Methods : The mechanical properties of the cornea have been previously investigated using different methodologies. Here we applied the non-invasive, non-destructive Brillouin spectro-microscopy technique to analyse fresh corneal tissues in vitro, in physiological conditions. For that we used a new confocal microscopy setup integrating a single-stage virtually imaged phased array (VIPA) spectrometer to measure the Brillouin shift [2] with a novel adaptive-optics interferometric filter to achieve unprecedented rejection of elastic background signal. The Brillouin shift is directly related to the acoustic velocity, which in turn is correlated to the mechanical moduli.
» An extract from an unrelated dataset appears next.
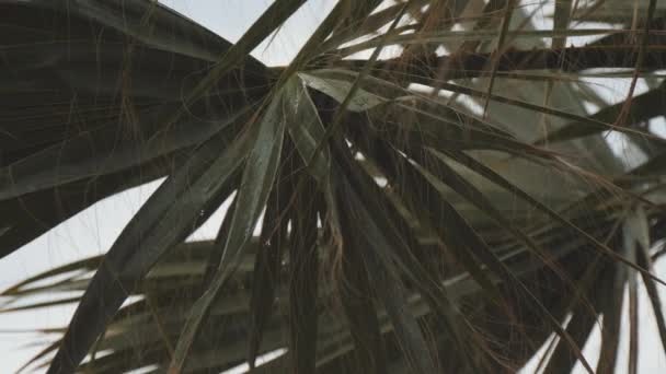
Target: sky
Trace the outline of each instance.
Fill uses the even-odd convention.
[[[268,0],[163,0],[161,2],[230,42],[238,40],[244,30],[269,3]],[[253,51],[253,55],[268,65],[288,63],[305,43],[308,34],[317,27],[333,4],[334,0],[308,1],[283,26],[275,38],[272,38],[269,43],[263,43]],[[659,124],[663,126],[662,122]],[[615,142],[612,145],[617,152],[622,152],[620,142]],[[55,266],[105,253],[159,183],[137,187],[100,201],[21,250],[2,259],[0,261],[0,289]],[[214,214],[209,222],[193,235],[193,238],[214,237],[223,212],[225,207]],[[657,264],[656,272],[658,276],[666,277],[666,265]],[[662,288],[659,292],[662,297],[666,297],[666,290]],[[639,303],[641,336],[639,373],[666,373],[666,357],[661,349],[654,315],[644,288],[641,289]],[[33,328],[64,326],[72,312],[72,307],[53,307],[38,313],[2,315],[0,317],[0,372],[14,372],[39,349],[39,347],[30,346],[35,342],[34,334],[18,332],[19,330],[30,331]],[[597,338],[590,339],[584,349],[584,353],[593,366],[596,363],[595,353],[599,349],[598,328],[595,334]],[[621,336],[619,373],[625,373],[628,326],[624,326]],[[532,361],[525,367],[524,373],[532,373],[535,367],[536,361]],[[584,373],[579,364],[576,369],[577,373]]]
Measurements were carried out with whole human corneas immersed in Carry-C preservation medium.

Results : This technique allowed us to quickly measure the relative stiffness of discrete points in large areas of whole fresh human corneas. In particular, we were able to obtain highly-detailed maps of Brillouin shift from the centre to the corneal limbus, from the anterior- down to the posterior-most layers of the cornea, with an xyz sampling of up to 5×5×5 µm, (the confocal resolution or spot size is 1x1x5 µm). Importantly, this method allowed the precise identification of different corneal structures based on their Brillouin shift patterns, with the anterior stroma showing higher Brillouin shifts in central cornea compared to the limbal region.

Conclusions : Brillouin spectro-microscopy allowed us to identify the differences in mechanical properties between the anterior layers of the centre and limbus regions of whole fresh human corneas. This technique thus provides a vital method to finely and precisely characterize the stiffness of corneal tissues, and investigate further our hypothesis that differences in compliance between the limbus and central cornea underpin corneal epithelial homeostasis.

This is an abstract that was submitted for the 2016 ARVO Annual Meeting, held in Seattle, Wash., May 1-5, 2016.